Worthy of note: the Whooping Cranes started showing up in Texas after they blew the fuck out of New Mexico. I used to be dragged down to the Bosque every year to try and find the fuckers. Usually they were a white spot or two in a sea of gray sandhills.

    But Clegg's effort was too little, too late, says Tom Stehn, who heads the U.S. Fish and Wildlife Service's national Whooping Crane Recovery Program and was also part of the failed cross-foster project. For years, Stehn had heard complaints about the whoopers, from residents along the Rocky Mountain Flyway in New Mexico, Idaho and Utah. Bird hunters said the federally protected whooping cranes interfered with their right to shoot sandhill cranes. Developers and farmers said they couldn't subdivide farmland or spray crops because of the regulations protecting the bird.

    Drought, continued loss of habitat, and a proliferation of people and their power lines - a main source of whooping crane fatalities - doomed the recovery effort. By 1999, the Fish and Wildlife Service moved the recovery effort back east where, Stehn says, people quickly embraced the project. "It's unfortunate we let a natural resource like that go," says Clegg, who believes that the Fish and Wildlife Service caved in to pressures from hunters and developers.

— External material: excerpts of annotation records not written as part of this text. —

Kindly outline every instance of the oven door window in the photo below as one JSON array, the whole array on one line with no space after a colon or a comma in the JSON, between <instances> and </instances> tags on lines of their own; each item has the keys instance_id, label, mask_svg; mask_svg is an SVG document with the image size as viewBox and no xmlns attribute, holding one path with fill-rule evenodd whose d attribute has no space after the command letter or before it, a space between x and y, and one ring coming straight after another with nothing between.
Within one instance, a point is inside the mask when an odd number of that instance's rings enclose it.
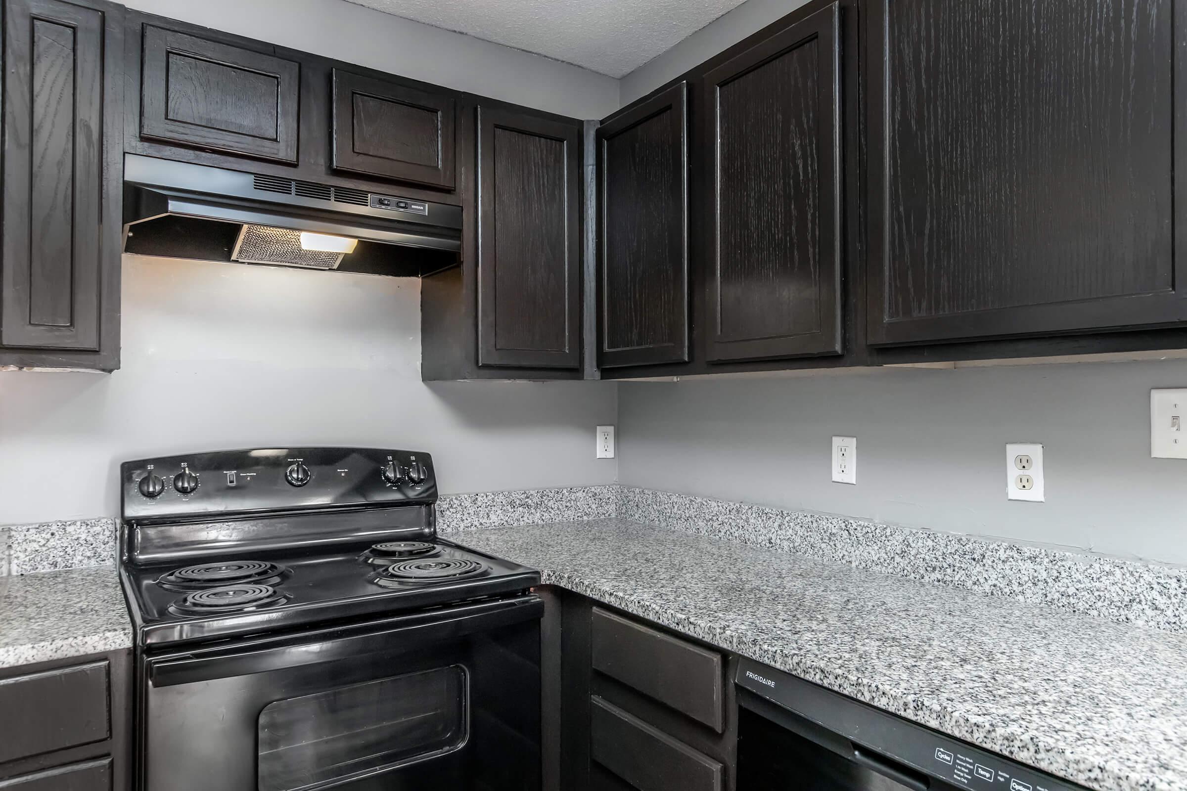
<instances>
[{"instance_id":1,"label":"oven door window","mask_svg":"<svg viewBox=\"0 0 1187 791\"><path fill-rule=\"evenodd\" d=\"M459 749L469 736L461 665L277 701L259 719L259 791L329 789Z\"/></svg>"}]
</instances>

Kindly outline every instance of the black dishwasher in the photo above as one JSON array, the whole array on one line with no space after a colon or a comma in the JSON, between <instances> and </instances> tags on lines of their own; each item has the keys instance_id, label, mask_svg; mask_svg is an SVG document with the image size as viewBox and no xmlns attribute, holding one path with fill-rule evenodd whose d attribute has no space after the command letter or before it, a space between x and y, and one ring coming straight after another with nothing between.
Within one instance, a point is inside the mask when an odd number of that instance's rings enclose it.
<instances>
[{"instance_id":1,"label":"black dishwasher","mask_svg":"<svg viewBox=\"0 0 1187 791\"><path fill-rule=\"evenodd\" d=\"M749 659L737 688L740 791L1080 791Z\"/></svg>"}]
</instances>

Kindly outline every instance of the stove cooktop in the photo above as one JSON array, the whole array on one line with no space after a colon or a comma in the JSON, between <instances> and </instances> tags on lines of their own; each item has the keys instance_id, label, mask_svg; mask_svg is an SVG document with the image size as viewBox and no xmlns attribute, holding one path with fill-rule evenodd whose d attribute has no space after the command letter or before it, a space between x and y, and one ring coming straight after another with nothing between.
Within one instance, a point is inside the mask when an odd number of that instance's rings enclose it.
<instances>
[{"instance_id":1,"label":"stove cooktop","mask_svg":"<svg viewBox=\"0 0 1187 791\"><path fill-rule=\"evenodd\" d=\"M539 572L440 538L324 554L125 566L141 645L421 610L539 585Z\"/></svg>"}]
</instances>

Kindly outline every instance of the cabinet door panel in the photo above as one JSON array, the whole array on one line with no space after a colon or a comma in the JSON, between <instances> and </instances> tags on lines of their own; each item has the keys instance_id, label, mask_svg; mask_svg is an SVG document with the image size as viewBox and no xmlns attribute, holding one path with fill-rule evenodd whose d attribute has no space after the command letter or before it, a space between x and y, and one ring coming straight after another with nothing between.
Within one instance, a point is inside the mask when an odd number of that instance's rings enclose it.
<instances>
[{"instance_id":1,"label":"cabinet door panel","mask_svg":"<svg viewBox=\"0 0 1187 791\"><path fill-rule=\"evenodd\" d=\"M871 4L871 343L1187 318L1176 5Z\"/></svg>"},{"instance_id":2,"label":"cabinet door panel","mask_svg":"<svg viewBox=\"0 0 1187 791\"><path fill-rule=\"evenodd\" d=\"M118 314L119 177L104 179L121 143L108 122L120 102L112 13L5 4L4 346L99 351L103 311Z\"/></svg>"},{"instance_id":3,"label":"cabinet door panel","mask_svg":"<svg viewBox=\"0 0 1187 791\"><path fill-rule=\"evenodd\" d=\"M26 713L0 728L0 763L107 739L109 671L104 661L0 681L0 709Z\"/></svg>"},{"instance_id":4,"label":"cabinet door panel","mask_svg":"<svg viewBox=\"0 0 1187 791\"><path fill-rule=\"evenodd\" d=\"M296 164L299 83L293 60L145 25L140 134Z\"/></svg>"},{"instance_id":5,"label":"cabinet door panel","mask_svg":"<svg viewBox=\"0 0 1187 791\"><path fill-rule=\"evenodd\" d=\"M478 364L580 365L580 127L478 108Z\"/></svg>"},{"instance_id":6,"label":"cabinet door panel","mask_svg":"<svg viewBox=\"0 0 1187 791\"><path fill-rule=\"evenodd\" d=\"M334 167L453 189L455 101L334 70Z\"/></svg>"},{"instance_id":7,"label":"cabinet door panel","mask_svg":"<svg viewBox=\"0 0 1187 791\"><path fill-rule=\"evenodd\" d=\"M674 85L597 133L605 368L688 359L686 91Z\"/></svg>"},{"instance_id":8,"label":"cabinet door panel","mask_svg":"<svg viewBox=\"0 0 1187 791\"><path fill-rule=\"evenodd\" d=\"M837 6L705 76L711 362L840 351Z\"/></svg>"}]
</instances>

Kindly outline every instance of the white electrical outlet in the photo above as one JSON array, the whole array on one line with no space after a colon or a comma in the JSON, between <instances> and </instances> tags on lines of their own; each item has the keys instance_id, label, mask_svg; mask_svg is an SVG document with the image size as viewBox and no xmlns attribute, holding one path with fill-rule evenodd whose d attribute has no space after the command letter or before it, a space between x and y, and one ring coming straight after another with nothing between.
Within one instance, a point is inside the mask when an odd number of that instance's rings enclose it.
<instances>
[{"instance_id":1,"label":"white electrical outlet","mask_svg":"<svg viewBox=\"0 0 1187 791\"><path fill-rule=\"evenodd\" d=\"M614 458L614 426L597 427L597 458Z\"/></svg>"},{"instance_id":2,"label":"white electrical outlet","mask_svg":"<svg viewBox=\"0 0 1187 791\"><path fill-rule=\"evenodd\" d=\"M837 484L857 483L857 438L832 438L832 480Z\"/></svg>"},{"instance_id":3,"label":"white electrical outlet","mask_svg":"<svg viewBox=\"0 0 1187 791\"><path fill-rule=\"evenodd\" d=\"M1042 474L1042 446L1005 446L1005 496L1011 500L1042 503L1046 499Z\"/></svg>"},{"instance_id":4,"label":"white electrical outlet","mask_svg":"<svg viewBox=\"0 0 1187 791\"><path fill-rule=\"evenodd\" d=\"M1187 459L1187 390L1150 390L1150 455Z\"/></svg>"}]
</instances>

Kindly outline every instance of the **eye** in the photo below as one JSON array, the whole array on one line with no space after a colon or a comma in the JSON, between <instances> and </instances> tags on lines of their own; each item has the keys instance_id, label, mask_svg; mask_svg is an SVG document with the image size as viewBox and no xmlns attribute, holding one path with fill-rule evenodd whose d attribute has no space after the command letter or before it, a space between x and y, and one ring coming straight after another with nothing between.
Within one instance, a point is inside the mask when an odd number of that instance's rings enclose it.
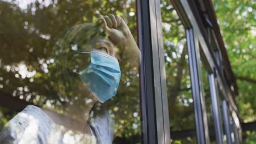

    Stehn disagrees. "Populations die. That's what populations do," he counters. While none of the reintroduction programs worked in the West, scientists learned lessons for future work, he says. For one, Stehn says, Ultralights are now helping create a new whooping crane flyway between Wisconsin and Florida.

    At Bosque del Apache, the success back East is little consolation. "I miss the whoopers," says Robert Kruidenier, with familial affection, adding that the last crane he saw here, in the fall of 2000, was a female.